Adoro interpretar pesquisas, principalmente aquelas que desvendam o comportamento humano e apresentam como estamos reagindo aos diversos estímulos. Parece papo sobre ratos de laboratório – particularmente acredito estarmos apenas alguns estágios mais evoluídos que eles -, mas na verdade quero falar sobre um recente estudo sobre qualidade de vida humana no Rio de Janeiro e em Belo Horizonte.
Uma recente pesquisa realizada pela Faculdade de Medicina de São Paulo aponta que os homens valorizam mais sexo do que as mulheres. Verdade?! Novidade seria o contrário, não? Enfim, o que mais me chamou a atenção no estudo foi que manter o sexo em dia está em segundo lugar na lista de prioridades dos cariocas e em terceiro na dos mineiros.
No topo da lista de ambos está a alimentação saudável. No entanto, para os homens de Minas, a segunda posição fica para o tempo com a família. Essa é a terceira preocupação dos fluminenses. Resumo: sexo está no top 3 do homem.
Interessante reparar agora onde a relação sexual aparece entre as prioridades femininas no Rio e em BH. Para as cariocas, sexo aparece em nono lugar. Atrás – apenas! – de alimentação, tempo com a família, saúde, ambiente de trabalho, convivência social, qualidade de sono (?), lazer e exercícios físicos. Ao menos o orgasmo aparece antes do item “tirar férias regularmente”. Ufa!

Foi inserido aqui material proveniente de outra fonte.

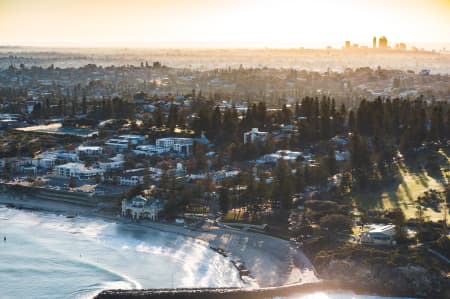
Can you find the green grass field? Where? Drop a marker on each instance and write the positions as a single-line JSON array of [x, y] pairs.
[[412, 182]]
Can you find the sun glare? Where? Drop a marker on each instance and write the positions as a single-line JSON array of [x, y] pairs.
[[237, 22]]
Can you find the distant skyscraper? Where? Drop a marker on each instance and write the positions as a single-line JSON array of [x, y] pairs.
[[382, 42]]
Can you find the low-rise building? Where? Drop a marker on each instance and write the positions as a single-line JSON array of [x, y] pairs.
[[131, 180], [113, 163], [140, 207], [90, 151], [123, 142], [379, 235], [78, 170], [183, 146], [255, 135]]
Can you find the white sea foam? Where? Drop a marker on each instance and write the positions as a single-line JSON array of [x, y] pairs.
[[106, 255]]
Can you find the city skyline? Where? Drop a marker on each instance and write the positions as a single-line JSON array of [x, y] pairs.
[[214, 23]]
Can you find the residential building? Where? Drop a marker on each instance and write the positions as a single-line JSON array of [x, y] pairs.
[[131, 180], [78, 170], [140, 207], [180, 145], [123, 142], [90, 151], [255, 135], [150, 150], [379, 235], [116, 162]]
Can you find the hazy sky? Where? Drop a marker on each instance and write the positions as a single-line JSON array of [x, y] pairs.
[[272, 23]]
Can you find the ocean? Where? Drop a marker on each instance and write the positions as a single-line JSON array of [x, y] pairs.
[[52, 256]]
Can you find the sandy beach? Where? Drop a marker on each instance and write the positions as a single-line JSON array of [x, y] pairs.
[[271, 261]]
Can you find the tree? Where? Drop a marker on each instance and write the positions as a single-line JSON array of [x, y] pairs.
[[336, 223], [398, 219], [72, 182], [224, 200], [283, 187], [331, 160], [98, 178]]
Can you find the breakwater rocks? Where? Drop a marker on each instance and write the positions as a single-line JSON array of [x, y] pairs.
[[207, 293], [263, 293]]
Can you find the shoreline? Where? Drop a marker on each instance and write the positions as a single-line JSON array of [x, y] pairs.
[[299, 274], [270, 261]]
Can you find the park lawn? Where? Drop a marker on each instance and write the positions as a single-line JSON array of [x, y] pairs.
[[403, 193]]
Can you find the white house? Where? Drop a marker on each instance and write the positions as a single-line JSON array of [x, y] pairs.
[[150, 150], [140, 207], [90, 151], [177, 144], [379, 235], [131, 180], [255, 135], [78, 170], [48, 160], [124, 141], [116, 162], [16, 164]]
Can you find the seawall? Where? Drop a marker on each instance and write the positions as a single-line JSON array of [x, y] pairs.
[[235, 293]]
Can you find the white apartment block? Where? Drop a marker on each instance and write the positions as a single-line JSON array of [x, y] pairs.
[[255, 135], [78, 170]]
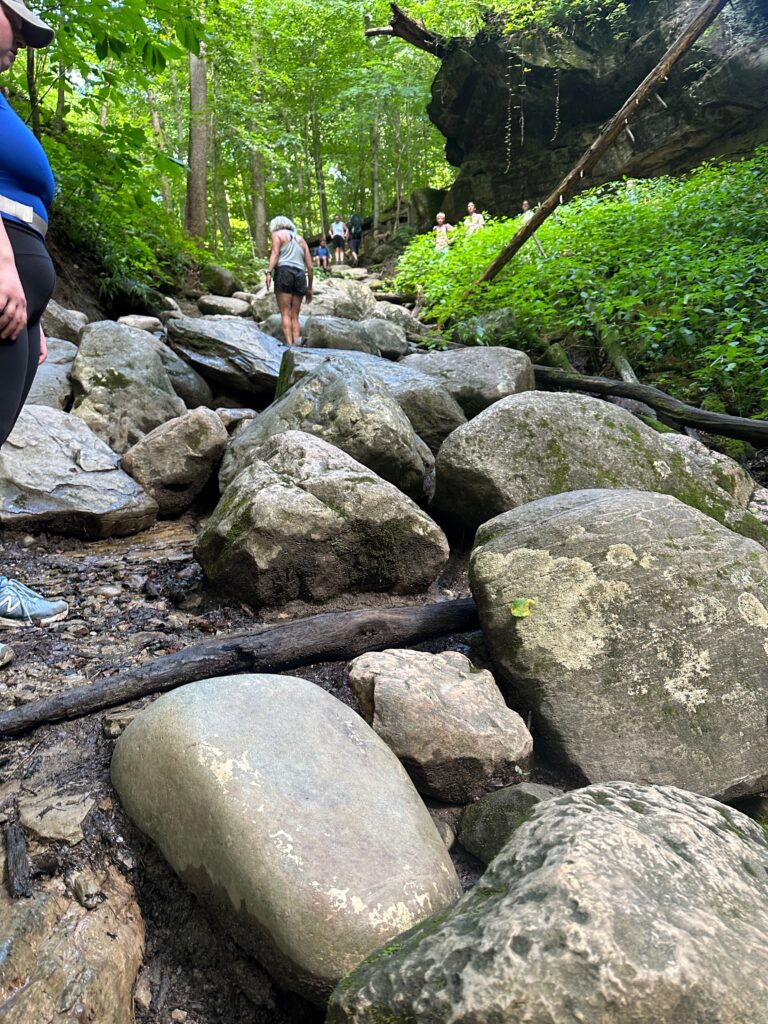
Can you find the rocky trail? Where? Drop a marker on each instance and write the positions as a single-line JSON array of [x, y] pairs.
[[230, 851]]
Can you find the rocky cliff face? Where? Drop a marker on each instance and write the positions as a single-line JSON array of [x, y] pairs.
[[517, 114]]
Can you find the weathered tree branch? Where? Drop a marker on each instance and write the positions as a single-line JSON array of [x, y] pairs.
[[755, 431], [707, 13], [413, 32], [329, 637]]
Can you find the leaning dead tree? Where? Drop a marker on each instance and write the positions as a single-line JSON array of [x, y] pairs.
[[412, 32], [619, 123]]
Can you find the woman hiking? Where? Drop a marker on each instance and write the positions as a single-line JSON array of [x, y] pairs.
[[27, 280], [291, 268]]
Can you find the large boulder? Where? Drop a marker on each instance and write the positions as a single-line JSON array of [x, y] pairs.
[[619, 904], [56, 474], [316, 848], [635, 629], [230, 354], [374, 336], [445, 720], [64, 324], [351, 410], [122, 389], [477, 377], [52, 384], [64, 963], [305, 520], [538, 443], [175, 461], [193, 389], [432, 412]]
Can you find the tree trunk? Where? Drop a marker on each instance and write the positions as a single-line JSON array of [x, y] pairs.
[[197, 178], [318, 172]]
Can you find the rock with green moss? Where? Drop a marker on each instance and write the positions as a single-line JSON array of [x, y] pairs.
[[305, 520], [175, 461], [351, 410], [231, 354], [477, 377], [444, 719], [620, 904], [122, 389], [635, 629], [487, 825], [538, 443], [289, 817], [432, 411]]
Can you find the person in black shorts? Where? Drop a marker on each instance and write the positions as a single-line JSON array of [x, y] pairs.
[[291, 269]]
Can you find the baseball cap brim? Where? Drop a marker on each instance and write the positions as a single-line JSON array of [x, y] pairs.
[[36, 33]]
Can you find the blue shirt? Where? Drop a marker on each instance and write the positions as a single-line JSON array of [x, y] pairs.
[[25, 172]]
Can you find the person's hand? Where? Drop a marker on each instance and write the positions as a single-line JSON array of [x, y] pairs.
[[12, 302]]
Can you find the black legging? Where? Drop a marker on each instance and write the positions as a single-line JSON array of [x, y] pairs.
[[18, 358]]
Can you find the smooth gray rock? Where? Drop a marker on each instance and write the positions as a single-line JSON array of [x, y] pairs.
[[219, 304], [175, 461], [537, 443], [445, 720], [52, 384], [351, 410], [193, 389], [635, 629], [228, 353], [487, 825], [122, 389], [305, 520], [64, 324], [614, 904], [432, 412], [477, 377], [56, 474], [316, 847]]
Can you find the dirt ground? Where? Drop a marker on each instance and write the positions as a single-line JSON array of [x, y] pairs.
[[133, 599]]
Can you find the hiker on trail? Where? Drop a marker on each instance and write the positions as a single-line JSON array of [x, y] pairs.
[[291, 268], [339, 236], [440, 230], [322, 255], [355, 236], [474, 219], [27, 280]]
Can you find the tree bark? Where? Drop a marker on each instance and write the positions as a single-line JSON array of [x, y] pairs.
[[197, 178], [755, 431], [328, 637], [707, 13]]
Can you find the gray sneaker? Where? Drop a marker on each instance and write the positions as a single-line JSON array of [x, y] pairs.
[[22, 606]]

As mineiras não estão longe desse panorama, mas parecem seguir uma lógica mais masculina ao darem mais importância ao sexo do que aos exercícios físicos. Ora, um não substituiria o outro com um certo “bônus”?

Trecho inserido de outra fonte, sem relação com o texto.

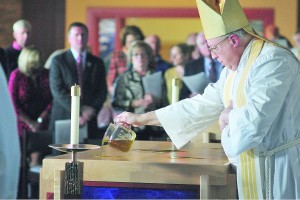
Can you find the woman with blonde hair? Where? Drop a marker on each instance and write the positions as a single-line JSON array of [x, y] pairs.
[[130, 94], [30, 92]]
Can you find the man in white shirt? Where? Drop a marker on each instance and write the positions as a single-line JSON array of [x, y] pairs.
[[256, 101]]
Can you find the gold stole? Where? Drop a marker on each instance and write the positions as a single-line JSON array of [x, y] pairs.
[[247, 158]]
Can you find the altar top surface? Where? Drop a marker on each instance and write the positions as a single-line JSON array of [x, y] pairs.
[[147, 162]]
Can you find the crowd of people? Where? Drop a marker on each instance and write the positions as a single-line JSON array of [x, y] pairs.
[[40, 91]]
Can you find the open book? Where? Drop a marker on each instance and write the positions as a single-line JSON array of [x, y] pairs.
[[196, 83], [153, 84]]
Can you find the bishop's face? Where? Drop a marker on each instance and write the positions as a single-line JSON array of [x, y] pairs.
[[78, 38]]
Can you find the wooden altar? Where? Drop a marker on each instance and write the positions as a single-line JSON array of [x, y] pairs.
[[150, 164]]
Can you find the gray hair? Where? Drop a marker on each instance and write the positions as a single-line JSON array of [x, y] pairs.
[[22, 23]]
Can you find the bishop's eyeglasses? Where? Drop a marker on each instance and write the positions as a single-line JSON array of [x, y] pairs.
[[215, 49]]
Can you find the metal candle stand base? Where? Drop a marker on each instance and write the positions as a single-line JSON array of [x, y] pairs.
[[73, 180]]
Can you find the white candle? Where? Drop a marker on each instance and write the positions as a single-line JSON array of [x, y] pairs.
[[175, 90], [75, 107]]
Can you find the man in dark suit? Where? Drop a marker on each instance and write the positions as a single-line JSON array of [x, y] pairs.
[[77, 66], [212, 68]]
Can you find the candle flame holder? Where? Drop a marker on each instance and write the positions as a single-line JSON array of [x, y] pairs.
[[73, 169]]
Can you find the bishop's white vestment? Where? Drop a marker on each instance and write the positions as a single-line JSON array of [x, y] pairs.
[[270, 118]]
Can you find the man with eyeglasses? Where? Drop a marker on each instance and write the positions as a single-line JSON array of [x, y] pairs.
[[256, 101]]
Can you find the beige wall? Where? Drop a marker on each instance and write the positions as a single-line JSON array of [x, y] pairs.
[[173, 31]]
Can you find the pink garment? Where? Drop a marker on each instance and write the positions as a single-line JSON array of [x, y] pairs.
[[30, 97], [16, 46]]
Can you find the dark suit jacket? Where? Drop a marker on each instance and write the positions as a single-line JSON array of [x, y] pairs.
[[63, 75], [193, 67]]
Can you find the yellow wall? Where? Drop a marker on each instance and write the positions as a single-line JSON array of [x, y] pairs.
[[173, 31]]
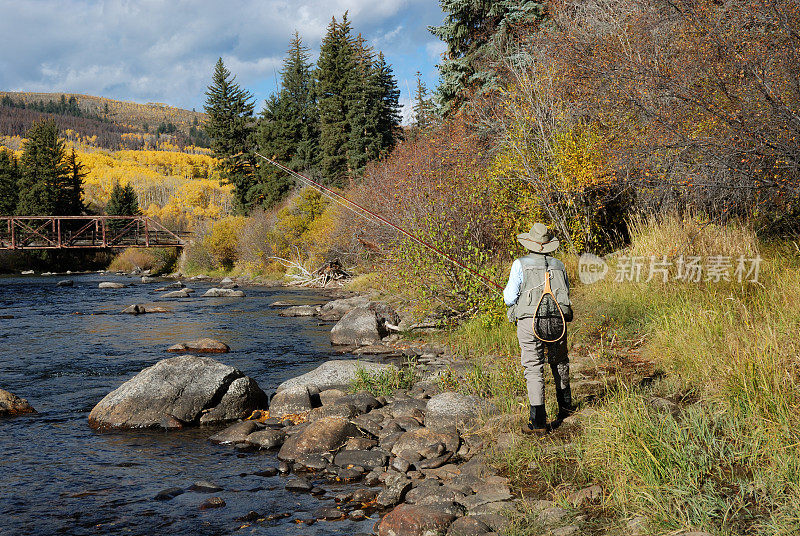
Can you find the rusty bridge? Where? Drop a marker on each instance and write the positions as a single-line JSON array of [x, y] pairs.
[[77, 232]]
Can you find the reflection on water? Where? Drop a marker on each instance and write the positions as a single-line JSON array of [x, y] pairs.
[[57, 476]]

Brincadeiras à parte, olhar essa pesquisa de forma mais generalizada significa concluir que as mulheres estão mais preocupadas em simplesmente dormir bem a “dormir” conosco.
E mais, consideraria que nós, homens, colocamos alimentação em primeiro lugar simplesmente porque carro sem combustível de qualidade não oferece bom desempenho, certo?
Agora, pense: para os homens, ter uma vida sexual satisfatória significa ter – de certa maneira - saúde, qualidade de sono, lazer e tempo com a família. Já para elas essa leitura é outra. Mulheres precisam ligar para os parentes, estar bem profissionalmente, socializar com as amigas e se divertir de qualquer outra forma que não na cama, para então pensar em sexo. Injusto? Não sei, mas me preocupa o que esse estudo vai mostrar sobre as paulistas.
A pesquisa ainda vai mapear outras oito capitais brasileiras. O curioso é que o estudo é patrocinado por uma empresa fabricante de medicamento contra a impotência. Os mais radicais diriam que os homens não precisam de um remédio contra esse fantasma sexual, mas sim de uma pílula que fizesse com que as mulheres se interessassem mais por sexo.
Isso mesmo. Os homens analisados afirmaram transar 3,3 vezes por semana – mas gostariam de 7,8 vezes. Já as mulheres disseram ter 2,3 relações – e desejariam 4,5. Percebe?